OFFICIAL COMMENT: CRYSTALS-Kyber

John Mattsson

unread,

Jul 9, 2022, 2:41:35 AM7/9/22

to pqc-...@list.nist.gov

NIST should carefully consider which versions of Kyber to standardize as well as the algorithm choices in the standardized versions of Kyber.

- The Kyber specification makes use of no less then 4 different SHA-3 functions (SHAKE128, SHAKE256, SHA2-256, SHA3-512). While the four SHA-3 function can be implemented with a single Keccak API

SHAKE128(M,d) = Keccak[256](M||1111, d)

SHAKE256(M,d) = Keccak[512](M||1111, d)

SHA3-256(M) = Keccac[512](M||01, 256)

SHA3-512(M) = Keccac[1024](M||01, 256)

it looks a bit strange to use four different functions. The fixed-length SHA-3 hash functions (drop-in for SHA-2) have to our knowledge seen little or no practical use. Instead the variable-length SHAKE functions have seen significant practical use in implementations as well as in published and upcoming standards such as EdDSA (RFC 8032), XMSS (RFC 8391), LMS (NIST SP 800-208), CMS (RFC 8702), RSASSA-PSS and ECDSA (FIPS 186-5 (Draft), RFC 8692), COSE (draft-ietf-cose-hash-algs), EDHOC (draft-ietf-lake-edhoc), CPace (draft-irtf-cfrg-cpace), FROST (draft-irtf-cfrg-frost), OPRF (draft-irtf-cfrg-voprf), CRYSTALS-Dilithium, Falcon, and SPHINCS+. Most hash function suggested after SHA-3 such as KangarooTwelve and BLAKE3 are only specified as variable-length. We think NIST should specify CRYSTALS-Kyber using only SHAKE (we assume that the extreme 512-bit preimage resistance of SHA3-512 is not needed for security and that SHA3-512 was chosen just because it had the right output length).

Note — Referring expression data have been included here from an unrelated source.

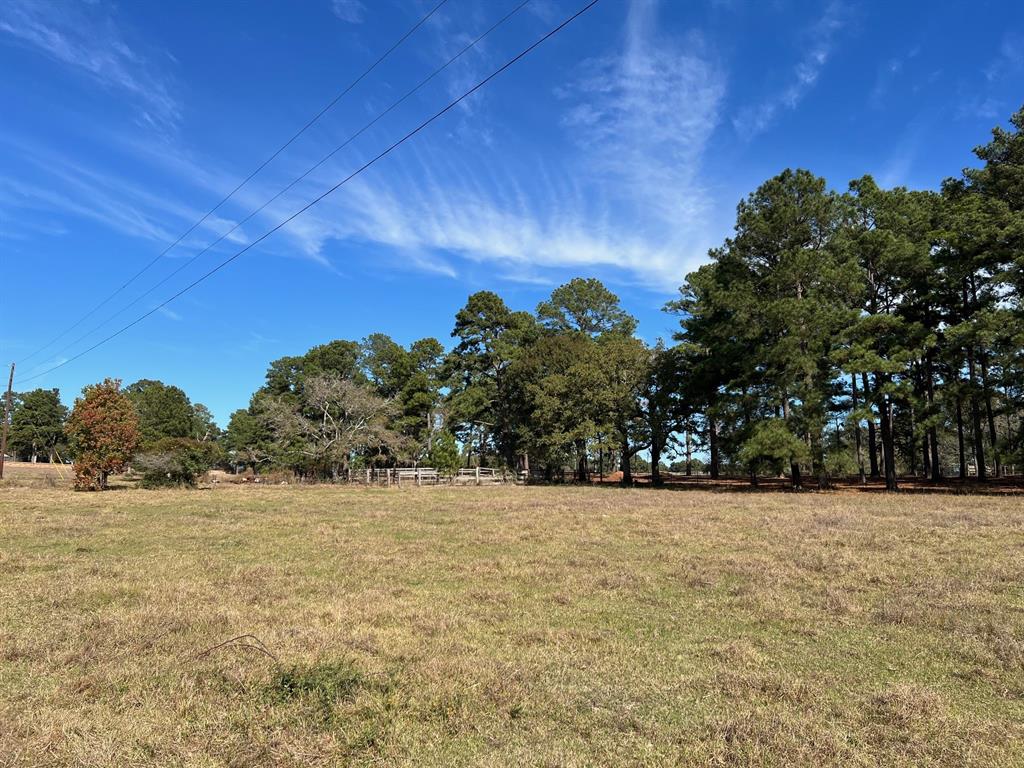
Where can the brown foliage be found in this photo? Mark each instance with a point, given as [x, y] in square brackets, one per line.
[103, 432]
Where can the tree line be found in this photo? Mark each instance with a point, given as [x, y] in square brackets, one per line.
[868, 332]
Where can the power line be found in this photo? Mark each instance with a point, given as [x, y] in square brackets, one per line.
[245, 181]
[451, 105]
[322, 161]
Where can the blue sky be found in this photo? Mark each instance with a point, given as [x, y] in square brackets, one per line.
[619, 150]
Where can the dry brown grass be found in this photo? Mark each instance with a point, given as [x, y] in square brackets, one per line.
[509, 627]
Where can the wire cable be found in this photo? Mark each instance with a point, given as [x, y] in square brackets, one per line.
[433, 118]
[322, 161]
[245, 181]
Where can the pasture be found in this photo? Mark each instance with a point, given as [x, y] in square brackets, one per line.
[512, 626]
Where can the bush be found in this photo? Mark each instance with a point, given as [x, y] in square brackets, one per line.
[175, 461]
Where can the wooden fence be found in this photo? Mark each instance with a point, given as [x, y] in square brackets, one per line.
[408, 476]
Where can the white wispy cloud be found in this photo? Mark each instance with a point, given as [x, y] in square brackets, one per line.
[351, 11]
[623, 196]
[819, 43]
[1009, 59]
[630, 201]
[888, 74]
[68, 185]
[87, 39]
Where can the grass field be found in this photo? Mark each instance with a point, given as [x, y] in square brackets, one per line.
[561, 627]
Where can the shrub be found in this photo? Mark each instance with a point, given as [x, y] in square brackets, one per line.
[175, 461]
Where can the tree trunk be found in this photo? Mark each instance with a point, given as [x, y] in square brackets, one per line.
[990, 416]
[888, 444]
[872, 439]
[960, 438]
[713, 448]
[625, 463]
[583, 471]
[794, 466]
[856, 430]
[979, 439]
[932, 436]
[655, 461]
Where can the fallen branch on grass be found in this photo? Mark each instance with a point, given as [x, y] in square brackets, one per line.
[236, 642]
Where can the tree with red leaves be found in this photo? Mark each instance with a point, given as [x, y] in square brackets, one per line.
[103, 433]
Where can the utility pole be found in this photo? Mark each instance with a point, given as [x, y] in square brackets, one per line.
[6, 418]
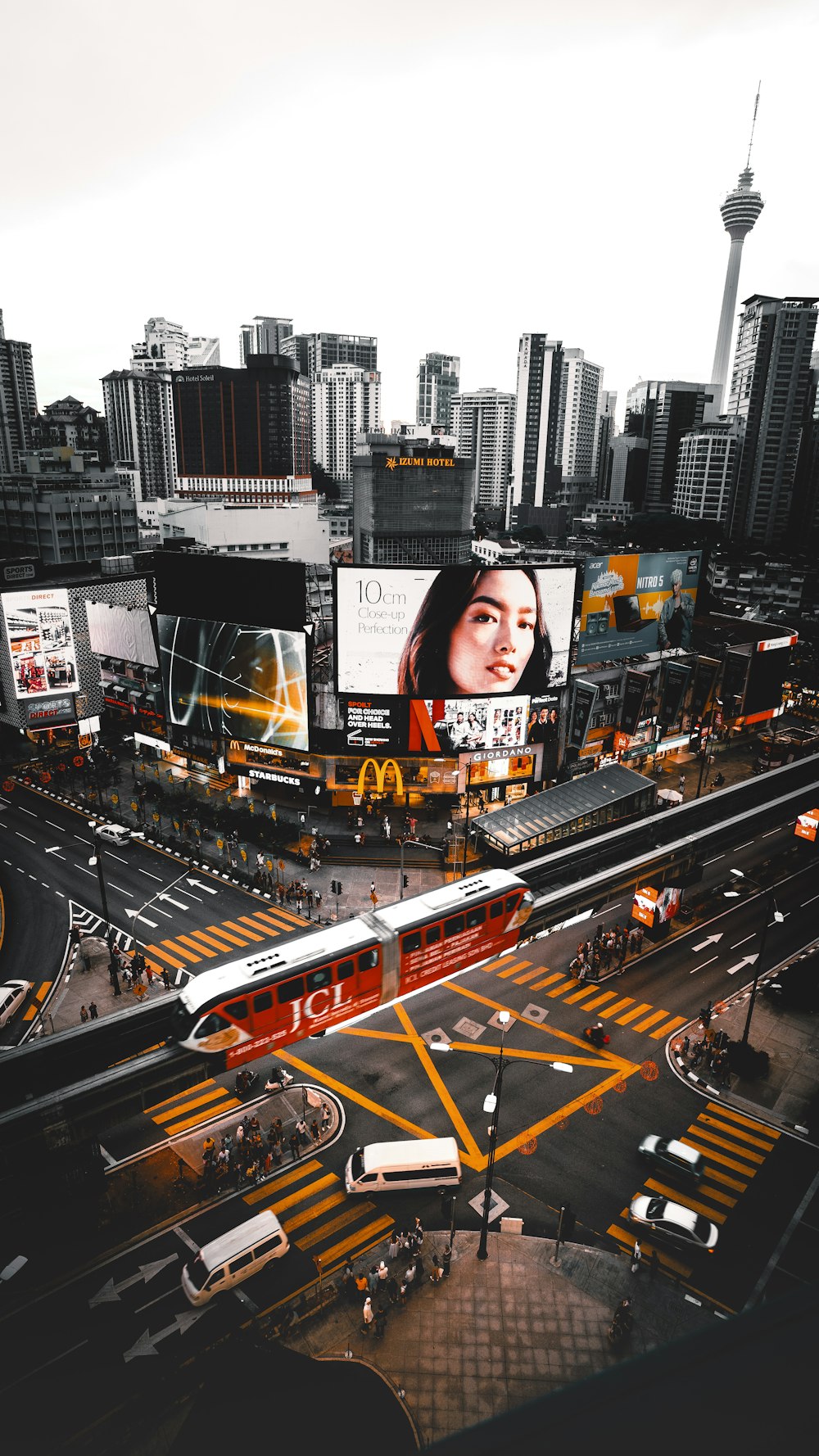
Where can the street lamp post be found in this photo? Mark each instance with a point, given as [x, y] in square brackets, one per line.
[770, 905]
[97, 859]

- We think NIST should standardize Kyber512, Kyber768, Kyber1024. This aligns well with the current levels for P-256, P-384, and P-521 where P-256 is for general usage, P-384 is for high security such as CNSA, and P-521 is good to have if there would be any surprising attacks on ECC cryptography.

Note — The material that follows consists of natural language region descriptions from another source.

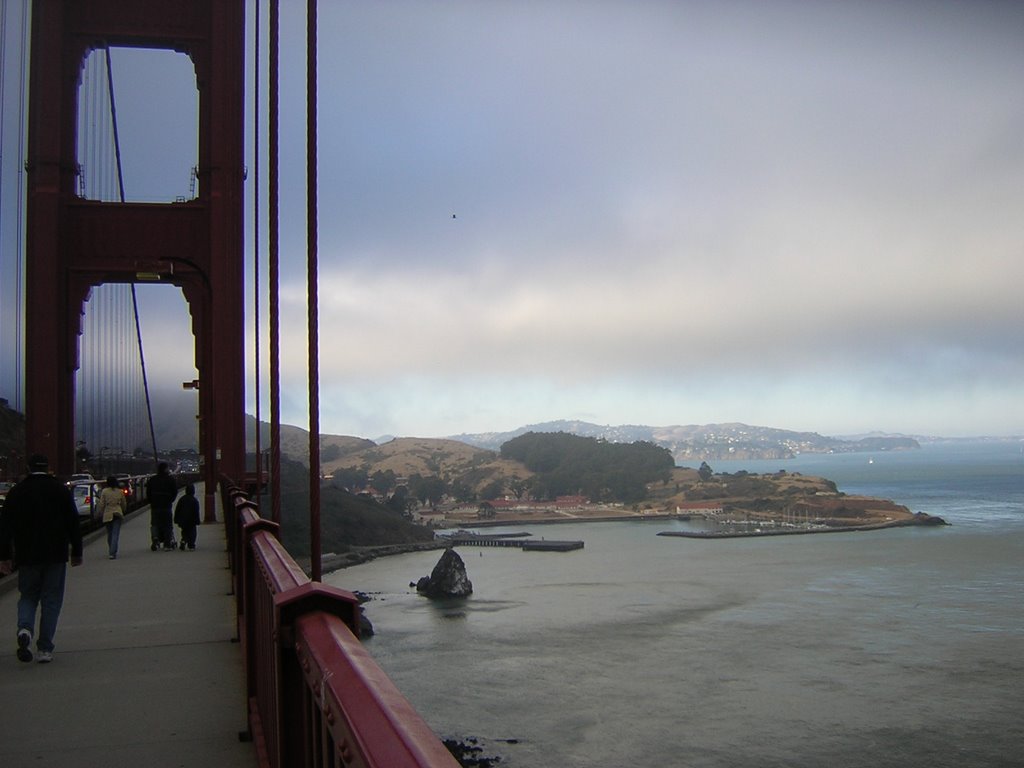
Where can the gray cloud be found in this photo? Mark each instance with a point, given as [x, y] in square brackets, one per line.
[805, 214]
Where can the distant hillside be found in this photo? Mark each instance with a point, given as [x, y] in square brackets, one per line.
[295, 442]
[707, 442]
[346, 521]
[449, 460]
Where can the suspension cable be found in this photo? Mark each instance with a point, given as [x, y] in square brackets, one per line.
[311, 279]
[256, 228]
[273, 266]
[134, 298]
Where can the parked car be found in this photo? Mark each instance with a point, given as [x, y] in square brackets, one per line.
[85, 495]
[125, 483]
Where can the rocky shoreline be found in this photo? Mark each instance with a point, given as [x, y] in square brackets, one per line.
[919, 518]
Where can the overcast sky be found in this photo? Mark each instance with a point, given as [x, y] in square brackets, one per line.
[806, 215]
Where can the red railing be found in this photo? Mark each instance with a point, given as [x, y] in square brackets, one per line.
[315, 696]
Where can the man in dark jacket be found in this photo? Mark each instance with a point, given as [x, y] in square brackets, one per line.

- We do not think NIST should specify the 90s versions of Kyber. Having 6 different versions are three versions too many and would decrease interoperability. Standardizing the 90s version would likely lead to more implementations with side-channel vulnerabilities, delay severely needed general availability of SHAKE hardware acceleration in CPUs, and reward vendors that are stuck in the 90s.

Cheers,

John Preuß Mattsson

Peter Schwabe

unread,

Jul 9, 2022, 5:07:07 AM7/9/22

to John Mattsson, pqc-...@list.nist.gov

'John Mattsson' via pqc-forum <pqc-...@list.nist.gov> wrote:

Dear John, dear all,

Just speaking for myself.

I don't have a very strong opinion about this, but the reason we use
different functions from the Keccak family is that we can rely on their
internal domain separation. Implementing everything with just SHAKE,
would require some explicit domain separation. That can of course be
done and in a pure software implementation of Kyber only, this is not a
problem. However, when you want to implement Kyber using some existing
hash API, you need two calls to the update function (one to absorb the
domain separation and one to absorb the actual input) or you have to
copy domain separation and input to a new buffer. If you have a
non-incremental hash API, the former is not an option.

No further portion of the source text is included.